One way to take advantage of dual coding is to draw or label timelines, maps, family trees, or whatever else seems appropriate to the material. (I am personally fond of pictures showing which functions call which others in a program.) Drawing a diagram without labels and then coming back later to label it is excellent retrieval practice.

One powerful finding in learning research is the hypercorrection effect [Metcalfe2016]. Most people don't like to be told they're wrong, so it would be reasonable to assume that the more confident someone is in the answer they've given on a test, the harder it is to change their mind if they were actually wrong. It turns out that the opposite is true: the more confident someone is that they were right, the more likely they are not to repeat the error if they are corrected.

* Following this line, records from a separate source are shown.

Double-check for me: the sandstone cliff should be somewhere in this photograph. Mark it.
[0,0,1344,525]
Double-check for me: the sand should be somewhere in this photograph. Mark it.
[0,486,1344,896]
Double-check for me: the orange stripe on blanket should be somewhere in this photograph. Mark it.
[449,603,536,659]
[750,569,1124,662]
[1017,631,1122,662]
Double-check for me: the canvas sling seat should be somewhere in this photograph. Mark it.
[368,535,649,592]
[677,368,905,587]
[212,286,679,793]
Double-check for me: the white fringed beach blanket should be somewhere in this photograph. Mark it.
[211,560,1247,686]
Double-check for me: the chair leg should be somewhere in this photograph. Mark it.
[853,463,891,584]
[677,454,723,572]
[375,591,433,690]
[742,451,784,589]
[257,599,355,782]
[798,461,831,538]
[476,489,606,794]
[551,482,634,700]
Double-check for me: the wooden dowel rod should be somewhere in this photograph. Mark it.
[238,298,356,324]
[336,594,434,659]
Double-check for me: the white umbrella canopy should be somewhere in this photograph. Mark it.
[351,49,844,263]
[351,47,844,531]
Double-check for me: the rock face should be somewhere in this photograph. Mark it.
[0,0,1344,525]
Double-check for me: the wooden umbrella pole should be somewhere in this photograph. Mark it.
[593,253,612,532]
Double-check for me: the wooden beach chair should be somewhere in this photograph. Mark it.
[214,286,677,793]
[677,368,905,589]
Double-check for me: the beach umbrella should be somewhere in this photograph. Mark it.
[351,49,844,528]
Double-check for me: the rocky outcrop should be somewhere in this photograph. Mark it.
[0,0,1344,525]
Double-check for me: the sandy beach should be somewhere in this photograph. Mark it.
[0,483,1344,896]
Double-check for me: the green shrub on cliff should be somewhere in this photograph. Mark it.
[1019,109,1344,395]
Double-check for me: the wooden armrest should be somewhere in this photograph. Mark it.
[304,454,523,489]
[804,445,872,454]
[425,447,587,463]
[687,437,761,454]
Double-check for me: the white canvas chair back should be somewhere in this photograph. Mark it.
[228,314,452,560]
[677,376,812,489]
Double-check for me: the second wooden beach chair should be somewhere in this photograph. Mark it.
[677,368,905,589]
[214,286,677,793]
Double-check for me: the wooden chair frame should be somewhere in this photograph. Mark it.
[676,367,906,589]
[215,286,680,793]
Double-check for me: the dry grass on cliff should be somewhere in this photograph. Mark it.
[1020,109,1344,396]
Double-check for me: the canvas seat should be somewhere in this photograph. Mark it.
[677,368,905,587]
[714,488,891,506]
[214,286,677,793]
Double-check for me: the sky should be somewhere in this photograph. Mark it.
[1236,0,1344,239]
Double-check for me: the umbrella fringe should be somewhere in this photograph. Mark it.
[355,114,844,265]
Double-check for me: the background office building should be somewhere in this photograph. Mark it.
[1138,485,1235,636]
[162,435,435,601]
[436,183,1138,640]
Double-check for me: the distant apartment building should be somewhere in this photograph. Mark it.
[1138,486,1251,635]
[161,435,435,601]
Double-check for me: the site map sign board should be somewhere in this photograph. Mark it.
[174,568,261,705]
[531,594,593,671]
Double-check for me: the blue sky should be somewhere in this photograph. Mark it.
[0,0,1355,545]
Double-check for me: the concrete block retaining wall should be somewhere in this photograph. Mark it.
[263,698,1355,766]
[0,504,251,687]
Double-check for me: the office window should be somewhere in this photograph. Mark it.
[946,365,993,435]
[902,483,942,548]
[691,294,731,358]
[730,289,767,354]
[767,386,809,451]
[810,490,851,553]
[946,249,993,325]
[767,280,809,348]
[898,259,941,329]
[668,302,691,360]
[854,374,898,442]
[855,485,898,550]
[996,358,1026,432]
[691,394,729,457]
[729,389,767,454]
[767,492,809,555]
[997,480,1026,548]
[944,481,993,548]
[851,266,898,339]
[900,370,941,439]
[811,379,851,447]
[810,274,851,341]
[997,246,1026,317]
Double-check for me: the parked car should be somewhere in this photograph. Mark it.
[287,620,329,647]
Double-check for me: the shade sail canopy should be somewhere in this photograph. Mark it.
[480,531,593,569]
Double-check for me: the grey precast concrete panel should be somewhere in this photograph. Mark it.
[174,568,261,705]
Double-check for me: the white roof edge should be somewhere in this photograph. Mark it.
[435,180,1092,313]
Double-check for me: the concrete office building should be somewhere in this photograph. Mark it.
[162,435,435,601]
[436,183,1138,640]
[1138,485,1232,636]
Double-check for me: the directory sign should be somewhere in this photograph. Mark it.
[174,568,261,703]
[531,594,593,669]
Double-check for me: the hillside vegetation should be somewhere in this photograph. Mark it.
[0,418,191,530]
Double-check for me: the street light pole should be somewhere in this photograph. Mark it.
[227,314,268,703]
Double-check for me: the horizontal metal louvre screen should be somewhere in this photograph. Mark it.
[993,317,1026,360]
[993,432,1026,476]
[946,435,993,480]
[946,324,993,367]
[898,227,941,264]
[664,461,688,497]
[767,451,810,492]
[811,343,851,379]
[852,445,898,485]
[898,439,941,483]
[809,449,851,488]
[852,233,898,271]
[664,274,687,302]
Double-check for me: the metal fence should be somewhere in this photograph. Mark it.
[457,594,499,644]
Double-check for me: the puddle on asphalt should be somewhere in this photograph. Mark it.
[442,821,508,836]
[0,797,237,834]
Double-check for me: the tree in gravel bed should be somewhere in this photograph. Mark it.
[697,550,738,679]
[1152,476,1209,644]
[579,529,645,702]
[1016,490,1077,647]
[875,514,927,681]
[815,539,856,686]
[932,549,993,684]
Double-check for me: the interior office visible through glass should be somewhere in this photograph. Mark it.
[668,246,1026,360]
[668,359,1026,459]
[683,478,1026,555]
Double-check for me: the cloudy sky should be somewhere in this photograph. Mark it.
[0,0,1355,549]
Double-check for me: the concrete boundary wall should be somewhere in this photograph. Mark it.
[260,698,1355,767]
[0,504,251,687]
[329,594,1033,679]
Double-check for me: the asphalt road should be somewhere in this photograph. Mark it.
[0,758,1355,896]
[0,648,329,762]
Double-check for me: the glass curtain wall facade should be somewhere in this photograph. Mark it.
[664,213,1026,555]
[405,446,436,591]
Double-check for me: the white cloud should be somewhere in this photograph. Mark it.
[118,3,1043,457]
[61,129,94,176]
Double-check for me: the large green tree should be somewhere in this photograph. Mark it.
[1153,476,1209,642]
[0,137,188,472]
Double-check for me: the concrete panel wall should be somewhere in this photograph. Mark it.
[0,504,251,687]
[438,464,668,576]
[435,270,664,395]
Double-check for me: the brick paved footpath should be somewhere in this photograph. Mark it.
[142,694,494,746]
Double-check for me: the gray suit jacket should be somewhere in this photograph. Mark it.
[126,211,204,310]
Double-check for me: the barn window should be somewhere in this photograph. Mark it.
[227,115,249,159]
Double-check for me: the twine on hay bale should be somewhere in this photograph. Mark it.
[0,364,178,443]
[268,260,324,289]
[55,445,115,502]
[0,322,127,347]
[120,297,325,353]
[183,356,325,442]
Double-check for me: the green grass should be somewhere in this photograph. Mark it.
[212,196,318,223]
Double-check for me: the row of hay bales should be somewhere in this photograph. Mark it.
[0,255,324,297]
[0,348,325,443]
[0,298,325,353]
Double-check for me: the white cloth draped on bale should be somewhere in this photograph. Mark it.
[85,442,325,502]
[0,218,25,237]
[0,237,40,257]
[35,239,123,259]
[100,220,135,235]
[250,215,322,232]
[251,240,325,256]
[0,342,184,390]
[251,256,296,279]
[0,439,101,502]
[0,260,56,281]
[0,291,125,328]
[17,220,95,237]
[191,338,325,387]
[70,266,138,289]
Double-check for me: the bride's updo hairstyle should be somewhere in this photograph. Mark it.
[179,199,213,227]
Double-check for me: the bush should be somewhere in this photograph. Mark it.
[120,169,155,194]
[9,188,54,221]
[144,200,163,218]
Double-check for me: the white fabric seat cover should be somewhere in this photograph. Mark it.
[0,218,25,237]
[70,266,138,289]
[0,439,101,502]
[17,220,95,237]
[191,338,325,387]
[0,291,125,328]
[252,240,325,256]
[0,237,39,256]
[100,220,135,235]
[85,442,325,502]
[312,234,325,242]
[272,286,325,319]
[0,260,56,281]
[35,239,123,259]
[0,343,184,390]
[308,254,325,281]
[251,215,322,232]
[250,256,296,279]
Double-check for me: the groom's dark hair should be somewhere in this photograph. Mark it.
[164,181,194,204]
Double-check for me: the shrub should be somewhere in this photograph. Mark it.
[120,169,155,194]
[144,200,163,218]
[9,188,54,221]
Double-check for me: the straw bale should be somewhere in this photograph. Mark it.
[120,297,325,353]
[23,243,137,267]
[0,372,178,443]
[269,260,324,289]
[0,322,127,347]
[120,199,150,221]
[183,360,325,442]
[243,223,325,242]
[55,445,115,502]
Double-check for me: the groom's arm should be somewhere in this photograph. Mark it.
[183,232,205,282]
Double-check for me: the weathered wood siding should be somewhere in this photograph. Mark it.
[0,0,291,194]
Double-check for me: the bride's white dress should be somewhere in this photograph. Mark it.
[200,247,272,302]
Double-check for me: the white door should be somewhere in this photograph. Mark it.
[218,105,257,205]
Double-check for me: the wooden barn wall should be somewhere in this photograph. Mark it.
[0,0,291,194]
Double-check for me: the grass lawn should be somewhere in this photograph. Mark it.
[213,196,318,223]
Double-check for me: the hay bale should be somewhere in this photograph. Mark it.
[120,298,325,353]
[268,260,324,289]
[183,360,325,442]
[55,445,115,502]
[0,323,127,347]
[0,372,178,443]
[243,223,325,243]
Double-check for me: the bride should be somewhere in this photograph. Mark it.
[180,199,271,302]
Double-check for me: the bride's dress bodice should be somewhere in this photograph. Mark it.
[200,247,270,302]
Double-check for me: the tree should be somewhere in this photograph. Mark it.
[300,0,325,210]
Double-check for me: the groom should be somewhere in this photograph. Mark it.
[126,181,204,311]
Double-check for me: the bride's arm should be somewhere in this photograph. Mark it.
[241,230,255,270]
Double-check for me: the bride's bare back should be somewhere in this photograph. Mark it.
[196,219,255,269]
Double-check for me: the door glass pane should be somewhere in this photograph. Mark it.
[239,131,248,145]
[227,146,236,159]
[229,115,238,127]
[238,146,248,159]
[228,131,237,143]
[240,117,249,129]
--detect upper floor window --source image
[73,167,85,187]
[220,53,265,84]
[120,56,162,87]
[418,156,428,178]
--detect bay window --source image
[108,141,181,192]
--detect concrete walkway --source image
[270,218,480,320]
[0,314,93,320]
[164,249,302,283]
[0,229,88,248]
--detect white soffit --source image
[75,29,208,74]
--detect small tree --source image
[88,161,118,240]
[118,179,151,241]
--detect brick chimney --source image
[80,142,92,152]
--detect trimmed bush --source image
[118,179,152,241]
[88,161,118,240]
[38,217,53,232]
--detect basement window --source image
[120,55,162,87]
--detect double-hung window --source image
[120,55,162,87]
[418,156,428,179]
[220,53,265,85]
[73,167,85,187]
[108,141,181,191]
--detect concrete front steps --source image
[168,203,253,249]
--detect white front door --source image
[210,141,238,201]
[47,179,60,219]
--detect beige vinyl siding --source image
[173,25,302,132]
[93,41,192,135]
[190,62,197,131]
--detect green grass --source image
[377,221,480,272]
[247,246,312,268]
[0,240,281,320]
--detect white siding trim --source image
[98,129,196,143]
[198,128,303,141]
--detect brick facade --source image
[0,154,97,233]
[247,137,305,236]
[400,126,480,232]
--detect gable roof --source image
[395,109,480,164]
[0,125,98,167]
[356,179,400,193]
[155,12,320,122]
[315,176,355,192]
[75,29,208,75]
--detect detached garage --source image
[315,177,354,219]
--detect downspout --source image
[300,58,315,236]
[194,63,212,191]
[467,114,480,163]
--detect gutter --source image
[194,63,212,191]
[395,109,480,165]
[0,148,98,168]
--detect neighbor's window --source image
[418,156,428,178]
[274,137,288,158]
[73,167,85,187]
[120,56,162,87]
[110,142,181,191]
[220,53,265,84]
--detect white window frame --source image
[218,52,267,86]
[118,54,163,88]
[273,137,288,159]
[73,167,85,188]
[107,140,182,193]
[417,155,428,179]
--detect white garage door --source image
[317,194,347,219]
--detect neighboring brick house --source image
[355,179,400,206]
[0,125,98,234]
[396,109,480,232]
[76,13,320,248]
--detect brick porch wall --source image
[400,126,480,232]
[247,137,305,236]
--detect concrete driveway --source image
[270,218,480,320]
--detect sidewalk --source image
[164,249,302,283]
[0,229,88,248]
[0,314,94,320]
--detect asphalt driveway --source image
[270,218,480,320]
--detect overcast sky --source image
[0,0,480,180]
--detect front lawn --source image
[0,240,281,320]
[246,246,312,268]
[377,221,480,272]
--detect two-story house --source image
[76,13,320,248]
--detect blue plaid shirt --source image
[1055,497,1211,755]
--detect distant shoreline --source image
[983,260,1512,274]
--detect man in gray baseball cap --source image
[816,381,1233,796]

One of the strongest predictors of whether or not a neurotypical adult will learn something or not is whether they are intrinsically motivated to learn it, i.e., whether they're learning it to satisfy their own goals. If someone is extrinsically motivated—for example, if they're taking a course because it's a degree requirement but they have no real interest in the topic—the learning probably won't stick [Wlodkowski2017]. While motivation is deeply personal, these three factors influence most people:

Also called self-determination, this is the degree to which you feel you are in control of your own life. People don't enjoy being treated like robots; anything the teacher does to put control back in their hands will increase engagement, and with it, learning. This is one of the reasons formative assessment works: if the teacher changes course to respond to students' answers, it shows students that they have some control over their lives.
Students will learn more if they think the material is useful, but it has to be useful to them. One reason to create learner personas like the ones in Chapter 1 is to remind instructors of the second rule of teaching: "You are not your learners." (The first is, "Be kind.")
Most people prefer to learn things that they can share with other people who are also learning it. (I can only dream of inspiring the same enthusiasm for programming as I see in baseball forums and fan discussions of Avatar: The Last Airbender.)

What about demotivation? Again, it turns out that the same few things turn most people off:

If what you do seems to have no effect on the outcome, you soon learn to stop trying. This is called learned helplessness, and anyone who has ever wrestled with an intermittent bug or a poorly-written grading rubric is familiar with it.
If people believe that a game is rigged, they will all try less hard: the people who are favored will know they can slack off, while everyone else will see less point in trying [Wilkinson2011].
Most of us have had a teacher who didn't care whether we learned or not, and that kind of apathy is infectious.

These factors, both positive and negative, affect teams and team projects. You may not be able to control all of them, but whatever you can do will be repaid many times over.